Values: Higher education must encourage and promote encounters with human values. This can be achieved by including the notion of values in every course, or through a series of specific courses designed to address some of the pressing issues of our time: peace; diversity; social responsibility and citizenship; civility; aesthetics; morality. The point is not to promote particular values, but rather to provide students with the opportunity to understand what values are, how they develop and how they guide individual and societal behavior.

Monitoring Corporate Entry into Education: As public education becomes increasingly dependent upon private corporations for financial support, the tradeoff between such “corporatization” and the “sanctity” of education is becoming an issue, according to Martin Austermuhle writing in the Penn State Daily Collegian. There is a need to monitor, through open communication, both contacts and contracts between the corporate world and academia, to prevent any betrayal of the university’s mission to educate and to serve for the common good.

Vision in University Administrators: At the turn of century, university presidents were an integral part of the university faculty, academic leaders who maintained scholarly leadership and visibility.
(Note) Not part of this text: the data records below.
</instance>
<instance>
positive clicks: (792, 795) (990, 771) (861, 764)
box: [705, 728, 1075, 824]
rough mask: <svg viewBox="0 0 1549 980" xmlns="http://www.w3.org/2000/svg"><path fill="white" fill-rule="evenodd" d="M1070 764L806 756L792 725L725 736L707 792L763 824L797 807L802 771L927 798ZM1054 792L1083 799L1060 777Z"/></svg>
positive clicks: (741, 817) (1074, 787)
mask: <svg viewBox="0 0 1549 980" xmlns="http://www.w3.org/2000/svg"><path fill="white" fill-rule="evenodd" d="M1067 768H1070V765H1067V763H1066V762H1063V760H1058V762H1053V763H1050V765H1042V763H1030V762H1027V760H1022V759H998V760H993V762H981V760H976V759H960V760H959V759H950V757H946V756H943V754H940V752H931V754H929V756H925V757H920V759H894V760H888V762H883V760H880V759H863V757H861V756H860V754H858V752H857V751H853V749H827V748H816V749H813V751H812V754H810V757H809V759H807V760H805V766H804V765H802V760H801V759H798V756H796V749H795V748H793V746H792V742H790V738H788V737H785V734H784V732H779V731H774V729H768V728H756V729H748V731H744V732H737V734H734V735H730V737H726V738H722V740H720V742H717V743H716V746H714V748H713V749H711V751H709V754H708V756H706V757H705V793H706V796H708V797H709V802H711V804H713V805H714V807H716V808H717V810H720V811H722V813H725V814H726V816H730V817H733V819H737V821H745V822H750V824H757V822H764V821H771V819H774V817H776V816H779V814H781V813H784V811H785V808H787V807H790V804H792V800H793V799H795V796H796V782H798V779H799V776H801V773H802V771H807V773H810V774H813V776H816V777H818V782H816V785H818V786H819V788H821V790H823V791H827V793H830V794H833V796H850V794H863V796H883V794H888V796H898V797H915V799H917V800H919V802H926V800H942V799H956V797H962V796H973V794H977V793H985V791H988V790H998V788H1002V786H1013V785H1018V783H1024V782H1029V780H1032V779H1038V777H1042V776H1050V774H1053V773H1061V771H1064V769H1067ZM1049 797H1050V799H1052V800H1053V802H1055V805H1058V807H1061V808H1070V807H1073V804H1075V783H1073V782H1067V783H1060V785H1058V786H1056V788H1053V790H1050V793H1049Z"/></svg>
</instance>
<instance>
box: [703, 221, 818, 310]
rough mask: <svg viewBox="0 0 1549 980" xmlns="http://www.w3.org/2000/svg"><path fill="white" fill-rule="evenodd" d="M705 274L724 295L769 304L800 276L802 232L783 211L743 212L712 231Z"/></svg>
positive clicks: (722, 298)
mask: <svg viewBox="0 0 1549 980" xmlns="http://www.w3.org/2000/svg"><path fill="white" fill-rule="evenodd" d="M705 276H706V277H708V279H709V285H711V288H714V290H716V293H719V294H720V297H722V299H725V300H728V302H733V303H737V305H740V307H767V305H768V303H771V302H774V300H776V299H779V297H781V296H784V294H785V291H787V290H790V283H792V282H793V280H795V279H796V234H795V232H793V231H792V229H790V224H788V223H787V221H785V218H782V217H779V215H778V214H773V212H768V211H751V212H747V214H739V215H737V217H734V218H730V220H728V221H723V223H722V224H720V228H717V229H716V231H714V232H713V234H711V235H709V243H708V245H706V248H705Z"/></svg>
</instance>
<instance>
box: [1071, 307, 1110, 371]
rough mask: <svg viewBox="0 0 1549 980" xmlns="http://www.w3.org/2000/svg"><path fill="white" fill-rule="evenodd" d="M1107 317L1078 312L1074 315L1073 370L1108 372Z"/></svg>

They frequently taught courses in moral philosophy. Today, university presidents and other higher administration staff function largely within business frameworks; presidents are considered CEOs, and speak the language of the corporate world. They function at a distance from both their faculty and the daily realities of student education and university life. What was very much a part of the past and is missing today, is this mix of intellectual and enlightened leadership with vision. Stephen H. Balch, president of the National Association of Scholars, calls for “more administrators who are themselves serious scholars or have been recently serious scholars and who see the university in more than just vocational dollars-and-cents terms…we don’t have many administrators like that.”

Giving Education its Proper Value: In a world in which the commodification of all services, goods, and people has become commonplace, the value of education for its own sake is threatened. A child looks with wonder upon the world and seeks to understand it for the sheer delight of knowing and making sense of things. Children are not guided by the monetary consequences of their actions but rather by an inherent impulse to understand-an impulse that is part of our essential nature. The dignity and social value of knowledge and wisdom, and of education itself-not the degree, not the credential, and not the financial payoff-must be restored.

Educating the Whole Person: The demands being imposed upon us to acquire technical skills, especially computer literacy, are increasing. We must also pay attention to other dimensions and areas of personal and social functioning, including aesthetics, morality, peace, spirituality, civility, physical well-being, and notions of global citizenship. This is no longer a luxury, but a requirement that must be part of our educational effort.

World Citizenship: Half a century ago, the World Federation for Mental Health recognized the potential for world citizenship. In today’s world, in which national identities are being challenged by local and regional loyalties, educating for world citizenship is a real need.

The question must be faced as to whether survival is possible without adapting human institutions so that people can live as world citizens in a world community, in which local loyalties are rendered compatible with a wider allegiance to mankind as a whole.… World citizenship means an informed, reflective, responsible allegiance to mankind as a whole. The movement toward world citizenship is one which…fulfills, rather than goes counter to, the trend of history.